Płońsk. Małego Milanka w Wielkanoc przygniótł nagrobek. Prokuratura wznawia postępowanie. Będzie przełom?
Tragiczna śmierć 1,5-rocznego Milanka wstrząsnęła całym województwem. Była Wielkanoc 2022 r., czas, w którym malec i jego najbliżsi powinni świętować i cieszyć się życiem. Stało się jednak inaczej. Podczas wizyty na cmentarzu ciężka kamienna płyta nagrobna nagle runęła prosto na dzieciaczka. Mimo prób reanimacji nie udało się mu pomoc. Chłopiec zmarł.
Po tym tragicznym wydarzeniu prokuratura zabezpieczyła ślady i wszczęła śledztwo. Sekcja zwłok potwierdziła, że bezpośrednią przyczyną zgonu było uderzenie w głowę. Biegły orzekł, że malec tuż przed tragedią oparł się o nagrobek. Po dwóch latach śledztwo zostało umorzone.
Polecany artykuł:
Śmierć 1,5-rocznego Milanka. Będzie przełom?

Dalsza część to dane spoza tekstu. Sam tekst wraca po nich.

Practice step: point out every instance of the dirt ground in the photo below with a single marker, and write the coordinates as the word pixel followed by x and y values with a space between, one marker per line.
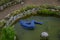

Teraz jednak sąd uchylił decyzję i nakazał prokuraturze ponownie przyjrzeć się sprawie. - Sąd uchylił decyzję o umorzeniu postępowania. Czynności będą prowadzone w kierunku ułożenia ciała dziecka w chwili zdarzenia – powiedziała „Super Expressowi” prokurator Ewa Ambroziak z Prokuratury Rejonowej w Płońsku. Czego dokładnie dotyczą wątpliwości? - Biegły ocenił, że dziecko dotykało pomnika w chwili wypadku. Teraz śledczy zbadają z jaką siłą chłopiec naciskał na nagrobek i czy mogło to spowodować jego przewrócenie – wyjaśniła prokurator Ambroziak. Dodała, że na razie nikt nie usłyszał zarzutów.